Üçüncüsü, Sayın Tuğluk’un 1-4 Şubat 2022 arasında ATK Gözlem İhtisas Kurulu’nda bulunduğu esnada İstanbul Üniversitesi Tıp Fakültesi Dekanlığına tarafımızca başvurulmuş ve Nöroloji Anabilim Dalı Başkanlığından müvekkilimizin durumuyla ilgili bilimsel mütalaa talep edilmiştir. Söz konusu Bilim Dalı Başkanlığı, hazırlamış olduğu 4 Şubat 2022 tarihli bilimsel mütalaasında özetle acil bazı tetkikler ve laboratuvar incelemesi yapılması gerektiğini belirtmiş ve konuyla ilgili detaylı bir değerlendirme yaparak söz konusu merkezde Sayın Tuğluk’un tedavi ve muayenelerin yapılabileceğini belirtmiştir.”

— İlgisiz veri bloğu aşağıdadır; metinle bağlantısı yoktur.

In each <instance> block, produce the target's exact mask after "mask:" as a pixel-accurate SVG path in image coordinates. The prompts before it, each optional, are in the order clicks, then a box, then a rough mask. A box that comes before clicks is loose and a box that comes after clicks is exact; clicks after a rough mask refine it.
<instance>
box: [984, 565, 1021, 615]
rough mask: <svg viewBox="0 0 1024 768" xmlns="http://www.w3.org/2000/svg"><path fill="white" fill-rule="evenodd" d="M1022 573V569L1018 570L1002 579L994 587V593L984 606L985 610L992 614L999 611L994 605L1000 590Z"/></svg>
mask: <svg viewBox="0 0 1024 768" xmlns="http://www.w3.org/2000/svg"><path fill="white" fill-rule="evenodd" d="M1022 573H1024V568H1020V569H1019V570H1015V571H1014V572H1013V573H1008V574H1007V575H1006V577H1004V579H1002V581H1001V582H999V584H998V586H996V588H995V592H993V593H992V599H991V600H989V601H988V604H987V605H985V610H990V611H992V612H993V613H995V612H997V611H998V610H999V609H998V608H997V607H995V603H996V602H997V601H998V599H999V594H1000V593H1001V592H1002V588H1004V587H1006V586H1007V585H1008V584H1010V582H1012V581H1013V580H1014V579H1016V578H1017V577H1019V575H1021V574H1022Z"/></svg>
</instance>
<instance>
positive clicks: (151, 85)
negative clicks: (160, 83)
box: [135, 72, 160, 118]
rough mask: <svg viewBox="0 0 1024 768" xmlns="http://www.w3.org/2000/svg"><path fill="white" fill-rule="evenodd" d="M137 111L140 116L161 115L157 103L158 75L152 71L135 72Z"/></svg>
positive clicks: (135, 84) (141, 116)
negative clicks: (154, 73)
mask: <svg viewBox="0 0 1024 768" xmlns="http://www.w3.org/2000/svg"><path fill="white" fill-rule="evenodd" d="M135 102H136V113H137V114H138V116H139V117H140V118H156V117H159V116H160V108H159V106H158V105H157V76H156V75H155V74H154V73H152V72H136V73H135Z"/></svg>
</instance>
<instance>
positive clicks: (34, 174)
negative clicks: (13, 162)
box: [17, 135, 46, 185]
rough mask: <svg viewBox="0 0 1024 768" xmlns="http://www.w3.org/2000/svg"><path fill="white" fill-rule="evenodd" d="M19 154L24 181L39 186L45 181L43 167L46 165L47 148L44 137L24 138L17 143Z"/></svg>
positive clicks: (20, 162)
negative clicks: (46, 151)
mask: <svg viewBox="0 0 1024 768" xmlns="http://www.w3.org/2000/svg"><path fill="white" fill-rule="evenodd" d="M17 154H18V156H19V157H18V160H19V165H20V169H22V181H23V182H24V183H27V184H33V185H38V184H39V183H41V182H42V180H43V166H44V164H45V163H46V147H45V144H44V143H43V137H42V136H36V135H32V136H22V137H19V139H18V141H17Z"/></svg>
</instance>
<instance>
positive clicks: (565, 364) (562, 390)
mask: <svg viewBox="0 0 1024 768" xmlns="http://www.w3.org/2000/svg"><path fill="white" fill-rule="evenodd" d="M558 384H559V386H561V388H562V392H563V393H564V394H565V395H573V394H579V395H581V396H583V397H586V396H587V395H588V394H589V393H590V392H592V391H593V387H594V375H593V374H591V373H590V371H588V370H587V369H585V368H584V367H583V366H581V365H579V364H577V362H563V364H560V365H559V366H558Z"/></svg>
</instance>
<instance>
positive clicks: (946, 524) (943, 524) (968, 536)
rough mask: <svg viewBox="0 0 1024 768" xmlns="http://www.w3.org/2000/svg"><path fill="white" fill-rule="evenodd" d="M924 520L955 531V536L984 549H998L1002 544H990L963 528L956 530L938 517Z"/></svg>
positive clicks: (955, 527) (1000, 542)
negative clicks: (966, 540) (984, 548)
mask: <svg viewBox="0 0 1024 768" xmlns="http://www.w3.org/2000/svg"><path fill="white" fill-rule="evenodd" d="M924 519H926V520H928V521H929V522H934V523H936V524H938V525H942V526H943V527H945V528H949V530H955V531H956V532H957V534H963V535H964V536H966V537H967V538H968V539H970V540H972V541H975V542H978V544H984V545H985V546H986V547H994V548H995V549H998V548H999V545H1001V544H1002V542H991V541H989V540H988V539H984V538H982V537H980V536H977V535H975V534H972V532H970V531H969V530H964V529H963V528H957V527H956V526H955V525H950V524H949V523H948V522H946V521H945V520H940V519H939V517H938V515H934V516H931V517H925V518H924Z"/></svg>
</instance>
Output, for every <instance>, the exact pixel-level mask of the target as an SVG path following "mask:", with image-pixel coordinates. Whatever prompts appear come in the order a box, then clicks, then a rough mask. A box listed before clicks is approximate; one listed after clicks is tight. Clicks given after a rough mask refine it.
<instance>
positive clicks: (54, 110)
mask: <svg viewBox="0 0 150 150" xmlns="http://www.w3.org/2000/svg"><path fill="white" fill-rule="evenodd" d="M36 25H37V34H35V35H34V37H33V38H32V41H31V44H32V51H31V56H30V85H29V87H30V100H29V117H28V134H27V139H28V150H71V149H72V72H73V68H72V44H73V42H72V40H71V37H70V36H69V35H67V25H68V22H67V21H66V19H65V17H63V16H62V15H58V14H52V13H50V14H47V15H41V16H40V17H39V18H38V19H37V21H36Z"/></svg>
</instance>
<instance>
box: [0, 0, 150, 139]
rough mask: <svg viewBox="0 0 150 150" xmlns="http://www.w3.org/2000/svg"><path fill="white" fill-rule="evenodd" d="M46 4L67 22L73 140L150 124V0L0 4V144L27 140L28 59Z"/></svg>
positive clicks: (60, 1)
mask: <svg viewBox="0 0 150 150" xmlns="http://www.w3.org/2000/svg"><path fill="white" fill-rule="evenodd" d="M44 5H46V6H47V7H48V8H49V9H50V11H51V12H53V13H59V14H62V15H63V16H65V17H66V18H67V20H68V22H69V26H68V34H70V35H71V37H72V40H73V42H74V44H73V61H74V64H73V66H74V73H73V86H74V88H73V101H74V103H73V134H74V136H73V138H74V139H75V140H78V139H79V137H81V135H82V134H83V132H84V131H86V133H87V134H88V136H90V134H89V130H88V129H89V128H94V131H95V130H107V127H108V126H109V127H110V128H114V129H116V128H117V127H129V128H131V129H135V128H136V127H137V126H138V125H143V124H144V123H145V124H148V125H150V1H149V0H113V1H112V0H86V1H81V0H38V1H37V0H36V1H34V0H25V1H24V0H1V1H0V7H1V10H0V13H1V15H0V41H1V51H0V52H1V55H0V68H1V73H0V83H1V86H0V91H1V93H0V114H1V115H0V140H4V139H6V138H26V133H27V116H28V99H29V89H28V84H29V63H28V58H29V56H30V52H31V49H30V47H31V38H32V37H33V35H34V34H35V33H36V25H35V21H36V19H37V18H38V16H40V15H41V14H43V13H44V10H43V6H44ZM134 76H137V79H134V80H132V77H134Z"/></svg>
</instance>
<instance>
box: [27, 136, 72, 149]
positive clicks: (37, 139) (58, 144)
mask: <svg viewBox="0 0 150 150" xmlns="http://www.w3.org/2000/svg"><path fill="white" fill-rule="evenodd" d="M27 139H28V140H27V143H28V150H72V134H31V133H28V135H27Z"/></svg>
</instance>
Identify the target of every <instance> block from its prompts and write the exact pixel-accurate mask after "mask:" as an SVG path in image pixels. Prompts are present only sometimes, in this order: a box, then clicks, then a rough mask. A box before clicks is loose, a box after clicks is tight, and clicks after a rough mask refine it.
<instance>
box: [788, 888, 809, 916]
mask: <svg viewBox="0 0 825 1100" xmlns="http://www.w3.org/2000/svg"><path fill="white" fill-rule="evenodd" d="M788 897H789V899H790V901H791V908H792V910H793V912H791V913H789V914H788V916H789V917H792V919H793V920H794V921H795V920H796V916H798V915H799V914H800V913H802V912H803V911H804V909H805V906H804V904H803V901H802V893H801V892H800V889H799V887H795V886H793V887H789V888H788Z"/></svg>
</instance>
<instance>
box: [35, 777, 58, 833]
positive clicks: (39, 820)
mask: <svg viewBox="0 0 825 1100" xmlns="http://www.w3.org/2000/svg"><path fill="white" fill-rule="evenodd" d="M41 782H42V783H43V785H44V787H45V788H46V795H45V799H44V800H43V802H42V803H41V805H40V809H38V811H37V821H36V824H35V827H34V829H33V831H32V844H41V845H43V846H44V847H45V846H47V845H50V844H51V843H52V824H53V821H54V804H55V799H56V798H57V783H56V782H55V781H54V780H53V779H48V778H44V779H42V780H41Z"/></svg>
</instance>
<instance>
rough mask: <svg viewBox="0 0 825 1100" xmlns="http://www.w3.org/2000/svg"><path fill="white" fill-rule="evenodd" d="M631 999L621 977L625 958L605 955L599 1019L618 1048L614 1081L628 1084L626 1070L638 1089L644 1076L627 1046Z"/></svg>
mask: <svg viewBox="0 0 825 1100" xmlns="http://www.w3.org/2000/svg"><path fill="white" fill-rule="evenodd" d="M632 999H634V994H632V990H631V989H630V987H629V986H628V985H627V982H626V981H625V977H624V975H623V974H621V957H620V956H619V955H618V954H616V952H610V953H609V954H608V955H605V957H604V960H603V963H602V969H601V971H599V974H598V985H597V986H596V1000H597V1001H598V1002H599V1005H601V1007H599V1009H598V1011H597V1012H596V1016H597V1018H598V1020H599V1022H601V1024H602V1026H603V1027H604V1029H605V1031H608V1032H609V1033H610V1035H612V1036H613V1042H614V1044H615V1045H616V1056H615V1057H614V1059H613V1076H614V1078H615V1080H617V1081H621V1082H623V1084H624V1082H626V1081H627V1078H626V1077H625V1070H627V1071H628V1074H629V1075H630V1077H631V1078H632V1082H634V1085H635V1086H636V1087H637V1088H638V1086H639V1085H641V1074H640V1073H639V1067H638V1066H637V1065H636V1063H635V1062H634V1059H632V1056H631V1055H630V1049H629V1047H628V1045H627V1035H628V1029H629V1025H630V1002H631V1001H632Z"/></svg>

Hekimlerle ilgili hukuki süreç başlatıldı
Avukatlar açıklamalarında, ATK tarafından hazırlanan 04.02.2022 tarihli raporda Aysel Tuğluk’un sağlık durumu ile ilgili yapılmış olan tespit ve değerlendirmelerden de anlaşılacağı üzere bu haliyle savunma yapmasının mümkün olmadığını hatırlattı. Avukatlar, İstanbul Üniversitesi Tıp Fakültesi Nöroloji ABD Başkanlığına sevkinin sağlanarak tedavisinin ve bilimsel raporun hazırlanması için girişim başlattıklarını açıklarken raporlarda imzası ve sorumluluğu bulunan hekimlerle ilgili cezai ve idari soruşturma yapılması için gerekli hukuki sürecin başlatıldığı bilgisi de verildi.